Awalnya, perbincangan2 itu mengarah ke suatu kekecewaan akan apa yang terjadi pada umat beragama terutama di Indonesia. Saya kira tidak hanya kami yang hidup nan jauh dari tanah air ini saja yang merasa ngenes kalau melihat kejadian2 di Indonesia. Mulai dari sekelompok orang yang mendewakan kemayoritasan mereka untuk melakukan apa saja, sampai sekelompok orang yang merasa sok benar, dan juga sekelompok orang yang tidak mau menerima dan mendengarkan paling tidak pendapat orang lain.
Akhirnya, kami sepakat. Bila ingin dunia, atau paling tidak Indonesia damai tentram sejahtera, kita harus mngeliminir sesuatu yang membuatnya tidak damai. Kita harus menghilangkan semua perbedaan di dunia ini. Karena bila ada suatu perbedaan, itu adalah awal dari segala peperangan dan pertengkaran. Jadi intinya satu, SEMUA HARUS SAMA. Maka tercapailah kedamaian yang kita inginkan.

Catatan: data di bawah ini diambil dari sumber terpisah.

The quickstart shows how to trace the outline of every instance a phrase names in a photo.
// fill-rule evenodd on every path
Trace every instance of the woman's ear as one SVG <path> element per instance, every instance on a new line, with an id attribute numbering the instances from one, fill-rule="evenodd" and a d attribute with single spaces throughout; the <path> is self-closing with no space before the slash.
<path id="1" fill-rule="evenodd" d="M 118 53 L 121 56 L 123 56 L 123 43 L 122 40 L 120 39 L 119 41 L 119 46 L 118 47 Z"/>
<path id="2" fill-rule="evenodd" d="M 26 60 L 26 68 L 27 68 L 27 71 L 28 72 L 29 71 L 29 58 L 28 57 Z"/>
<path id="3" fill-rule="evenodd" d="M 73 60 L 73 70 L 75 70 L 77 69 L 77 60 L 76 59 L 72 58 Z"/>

Tapi, kami juga sepakat, bahwa membuat segala sesuatu di dunia ini sama, adalah MUSTAHIL. Lalu? Apa yang harus setidaknya kita lakukan? Kembali ke pangkal permasalahan, sesuatu harus dilakukan dengan yang namanya "perbedaan" itu. Satu-satu nya jalan adalah, membuat orang paham akan keragaman yang ada, perbedaan yang ada, dan mulai menghormati keragaman dan perbedaan orang lain. Karena setidaknya itu salah satu jalan yang bisa kita sendiri lakukan.
Kami sepakat sekali lagi, bahwa betapa banyak orang yang tidak mau berfikir dua kali. Mengatasi masalah dengan solusi pertama yang dia dapat. Dalam kasus ini, bayangkan bila orang meng"iya"kan solusi pertama kami. Tanpa berfikir akibat dan adanya jalan lain. Setidaknya kami bersyukur kami bisa berfikir "dua kali".